Getting Started on Behavior Change

As you plan to get early wins, remember that the means you use are as important as the ends you achieve. The initiatives you put in place to get early wins should do double duty by establishing new standards of behavior. Elena Lee did this when she carefully staffed and coached her project team and then quickly implemented their recommendations.

To change your organization, you will likely have to change its culture. This is a difficult undertaking. Your organization may have well-ingrained bad habits that you want to break. But we know how difficult it is for one person to change habitual patterns in any significant way, never mind a mutually reinforcing collection of people.

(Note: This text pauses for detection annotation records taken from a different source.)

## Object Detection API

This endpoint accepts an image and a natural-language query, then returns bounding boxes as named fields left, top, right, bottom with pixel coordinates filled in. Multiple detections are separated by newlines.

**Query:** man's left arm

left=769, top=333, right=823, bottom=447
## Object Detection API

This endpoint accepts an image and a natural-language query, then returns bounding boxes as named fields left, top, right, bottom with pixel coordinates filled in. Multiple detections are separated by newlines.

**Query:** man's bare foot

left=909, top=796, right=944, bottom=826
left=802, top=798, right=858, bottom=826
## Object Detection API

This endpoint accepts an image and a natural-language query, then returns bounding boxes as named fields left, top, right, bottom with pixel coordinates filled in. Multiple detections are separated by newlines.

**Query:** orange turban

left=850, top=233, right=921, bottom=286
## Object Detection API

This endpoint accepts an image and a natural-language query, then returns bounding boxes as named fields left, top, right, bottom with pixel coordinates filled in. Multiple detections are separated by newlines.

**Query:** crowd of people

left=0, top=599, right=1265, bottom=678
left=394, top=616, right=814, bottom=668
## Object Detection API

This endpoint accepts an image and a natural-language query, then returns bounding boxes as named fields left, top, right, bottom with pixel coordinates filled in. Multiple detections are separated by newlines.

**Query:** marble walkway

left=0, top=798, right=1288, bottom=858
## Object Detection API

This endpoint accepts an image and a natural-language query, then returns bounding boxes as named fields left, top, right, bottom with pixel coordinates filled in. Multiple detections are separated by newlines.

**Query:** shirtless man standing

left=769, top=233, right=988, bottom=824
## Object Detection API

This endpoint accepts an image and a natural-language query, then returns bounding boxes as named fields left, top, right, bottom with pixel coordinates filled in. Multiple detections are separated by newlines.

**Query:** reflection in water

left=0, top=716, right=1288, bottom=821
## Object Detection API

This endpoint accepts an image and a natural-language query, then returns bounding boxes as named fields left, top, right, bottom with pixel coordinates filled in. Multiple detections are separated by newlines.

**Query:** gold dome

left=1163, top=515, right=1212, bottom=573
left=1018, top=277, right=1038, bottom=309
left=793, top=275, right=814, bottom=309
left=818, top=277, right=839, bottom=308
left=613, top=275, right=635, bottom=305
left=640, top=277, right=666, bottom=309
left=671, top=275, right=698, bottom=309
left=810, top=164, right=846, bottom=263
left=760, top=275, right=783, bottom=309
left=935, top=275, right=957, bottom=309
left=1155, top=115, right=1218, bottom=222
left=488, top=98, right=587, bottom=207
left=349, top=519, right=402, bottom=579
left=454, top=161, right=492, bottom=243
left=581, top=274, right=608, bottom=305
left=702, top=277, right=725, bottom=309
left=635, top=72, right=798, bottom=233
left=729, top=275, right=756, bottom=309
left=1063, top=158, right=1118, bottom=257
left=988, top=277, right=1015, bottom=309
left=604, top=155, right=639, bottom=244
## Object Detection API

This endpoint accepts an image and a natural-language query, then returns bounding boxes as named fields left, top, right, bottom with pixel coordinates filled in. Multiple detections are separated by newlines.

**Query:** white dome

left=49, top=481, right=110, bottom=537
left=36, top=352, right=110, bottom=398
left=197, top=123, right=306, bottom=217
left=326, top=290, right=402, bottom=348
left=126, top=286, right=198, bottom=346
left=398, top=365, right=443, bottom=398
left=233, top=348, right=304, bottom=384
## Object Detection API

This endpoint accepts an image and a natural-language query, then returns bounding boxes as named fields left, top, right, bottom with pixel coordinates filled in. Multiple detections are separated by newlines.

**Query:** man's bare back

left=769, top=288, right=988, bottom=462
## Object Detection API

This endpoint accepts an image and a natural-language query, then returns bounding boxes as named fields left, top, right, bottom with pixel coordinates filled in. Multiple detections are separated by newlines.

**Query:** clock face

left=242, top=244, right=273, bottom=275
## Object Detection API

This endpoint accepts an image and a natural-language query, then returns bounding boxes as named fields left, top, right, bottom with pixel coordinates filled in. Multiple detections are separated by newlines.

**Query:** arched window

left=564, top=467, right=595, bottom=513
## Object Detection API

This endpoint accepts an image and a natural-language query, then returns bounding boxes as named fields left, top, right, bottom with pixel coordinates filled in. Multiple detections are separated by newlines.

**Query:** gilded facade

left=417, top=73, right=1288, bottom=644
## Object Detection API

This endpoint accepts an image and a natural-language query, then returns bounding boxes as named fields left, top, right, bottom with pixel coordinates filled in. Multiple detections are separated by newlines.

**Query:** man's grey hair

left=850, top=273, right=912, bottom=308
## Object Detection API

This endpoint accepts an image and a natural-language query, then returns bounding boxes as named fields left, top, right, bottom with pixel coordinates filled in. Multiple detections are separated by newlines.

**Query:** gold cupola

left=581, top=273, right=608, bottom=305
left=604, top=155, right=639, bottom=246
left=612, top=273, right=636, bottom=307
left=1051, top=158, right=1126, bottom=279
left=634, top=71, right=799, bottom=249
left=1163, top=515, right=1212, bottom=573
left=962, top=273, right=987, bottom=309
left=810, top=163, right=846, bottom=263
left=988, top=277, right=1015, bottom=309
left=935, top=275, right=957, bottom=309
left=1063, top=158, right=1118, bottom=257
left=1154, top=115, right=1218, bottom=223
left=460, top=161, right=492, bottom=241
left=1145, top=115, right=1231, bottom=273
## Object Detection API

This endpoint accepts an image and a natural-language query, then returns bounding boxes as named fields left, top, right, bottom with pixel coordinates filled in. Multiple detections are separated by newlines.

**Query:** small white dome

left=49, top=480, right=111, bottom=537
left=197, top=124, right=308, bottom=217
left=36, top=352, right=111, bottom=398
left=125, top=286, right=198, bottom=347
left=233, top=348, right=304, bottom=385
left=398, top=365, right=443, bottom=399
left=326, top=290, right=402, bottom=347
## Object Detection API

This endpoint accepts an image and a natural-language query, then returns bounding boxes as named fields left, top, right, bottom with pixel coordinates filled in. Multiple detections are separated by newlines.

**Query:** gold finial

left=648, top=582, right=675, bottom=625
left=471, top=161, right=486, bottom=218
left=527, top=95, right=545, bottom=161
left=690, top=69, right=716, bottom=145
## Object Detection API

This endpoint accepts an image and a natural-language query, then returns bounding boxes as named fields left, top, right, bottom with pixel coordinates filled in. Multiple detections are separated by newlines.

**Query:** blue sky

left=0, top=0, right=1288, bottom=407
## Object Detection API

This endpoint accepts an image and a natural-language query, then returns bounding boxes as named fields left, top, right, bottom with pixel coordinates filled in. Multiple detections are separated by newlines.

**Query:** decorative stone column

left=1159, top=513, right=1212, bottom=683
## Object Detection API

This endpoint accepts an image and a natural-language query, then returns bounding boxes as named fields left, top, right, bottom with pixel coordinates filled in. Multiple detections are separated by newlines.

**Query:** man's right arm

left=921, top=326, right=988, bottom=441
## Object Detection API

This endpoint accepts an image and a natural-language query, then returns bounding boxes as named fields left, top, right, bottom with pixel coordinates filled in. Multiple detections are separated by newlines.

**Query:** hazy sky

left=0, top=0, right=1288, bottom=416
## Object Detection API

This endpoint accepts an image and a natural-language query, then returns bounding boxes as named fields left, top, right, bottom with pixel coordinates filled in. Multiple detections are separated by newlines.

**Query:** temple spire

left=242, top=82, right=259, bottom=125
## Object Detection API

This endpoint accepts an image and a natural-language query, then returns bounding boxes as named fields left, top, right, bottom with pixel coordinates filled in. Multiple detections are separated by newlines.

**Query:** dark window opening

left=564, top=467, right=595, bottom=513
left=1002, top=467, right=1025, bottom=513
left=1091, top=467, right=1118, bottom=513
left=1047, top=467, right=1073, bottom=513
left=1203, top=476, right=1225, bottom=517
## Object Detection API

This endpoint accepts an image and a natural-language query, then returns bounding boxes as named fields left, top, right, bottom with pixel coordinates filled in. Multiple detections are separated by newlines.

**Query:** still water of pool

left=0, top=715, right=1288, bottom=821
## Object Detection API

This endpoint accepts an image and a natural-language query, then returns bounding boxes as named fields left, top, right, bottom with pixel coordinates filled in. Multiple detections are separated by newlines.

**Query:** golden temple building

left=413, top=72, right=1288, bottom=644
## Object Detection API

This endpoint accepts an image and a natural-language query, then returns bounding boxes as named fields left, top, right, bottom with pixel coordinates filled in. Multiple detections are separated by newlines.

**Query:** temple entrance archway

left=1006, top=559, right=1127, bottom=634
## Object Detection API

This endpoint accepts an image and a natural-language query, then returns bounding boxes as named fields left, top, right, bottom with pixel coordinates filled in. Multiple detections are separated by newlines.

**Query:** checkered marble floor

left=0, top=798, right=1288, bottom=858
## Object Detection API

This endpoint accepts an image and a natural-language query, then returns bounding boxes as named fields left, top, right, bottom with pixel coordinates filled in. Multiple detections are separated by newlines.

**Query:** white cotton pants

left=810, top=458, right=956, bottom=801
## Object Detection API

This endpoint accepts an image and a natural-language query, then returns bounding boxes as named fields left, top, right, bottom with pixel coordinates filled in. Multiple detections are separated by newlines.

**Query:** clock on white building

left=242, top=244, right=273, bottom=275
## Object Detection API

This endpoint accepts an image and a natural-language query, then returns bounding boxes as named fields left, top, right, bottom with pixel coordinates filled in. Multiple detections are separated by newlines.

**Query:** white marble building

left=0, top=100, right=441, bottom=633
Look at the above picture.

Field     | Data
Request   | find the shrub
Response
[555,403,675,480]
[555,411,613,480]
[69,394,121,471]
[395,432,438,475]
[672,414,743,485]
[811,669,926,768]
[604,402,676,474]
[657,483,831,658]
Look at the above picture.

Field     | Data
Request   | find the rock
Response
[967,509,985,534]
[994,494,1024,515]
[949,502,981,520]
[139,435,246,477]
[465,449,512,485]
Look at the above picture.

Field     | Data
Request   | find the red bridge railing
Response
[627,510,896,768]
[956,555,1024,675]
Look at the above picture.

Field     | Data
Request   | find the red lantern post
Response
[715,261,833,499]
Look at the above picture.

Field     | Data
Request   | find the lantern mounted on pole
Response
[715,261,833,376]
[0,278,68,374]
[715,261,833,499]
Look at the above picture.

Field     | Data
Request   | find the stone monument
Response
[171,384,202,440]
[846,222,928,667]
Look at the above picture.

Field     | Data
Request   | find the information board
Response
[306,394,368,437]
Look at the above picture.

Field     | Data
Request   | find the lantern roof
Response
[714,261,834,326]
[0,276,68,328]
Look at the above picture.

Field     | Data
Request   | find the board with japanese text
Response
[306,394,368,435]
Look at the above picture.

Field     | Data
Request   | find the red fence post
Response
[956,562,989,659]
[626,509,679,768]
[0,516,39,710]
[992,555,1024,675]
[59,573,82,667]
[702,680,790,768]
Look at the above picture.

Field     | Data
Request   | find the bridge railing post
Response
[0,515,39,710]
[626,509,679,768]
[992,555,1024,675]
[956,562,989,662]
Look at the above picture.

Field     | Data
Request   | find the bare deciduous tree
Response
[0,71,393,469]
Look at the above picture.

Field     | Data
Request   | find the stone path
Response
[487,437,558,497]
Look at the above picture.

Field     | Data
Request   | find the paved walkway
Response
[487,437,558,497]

Simply blowing up the existing culture and starting over is rarely the right answer. People—and organizations—have limits on the change they can absorb all at once. And organizational cultures invariably have virtues as well as faults; they provide predictability and can be sources of pride. If you send the message that there is nothing good about the existing organization and its culture, you will rob people of a key source of stability in times of change. You also will deprive yourself of a potential wellspring of energy into which you could tap to improve performance.

The key is to identify both the good and bad elements of the existing culture. Elevate and praise the good elements even as you seek to change the bad. These functional aspects of the familiar culture are a bridge that can help carry people from the past to the future.

[5]My colleague Amy Edmondson developed this very useful distinction.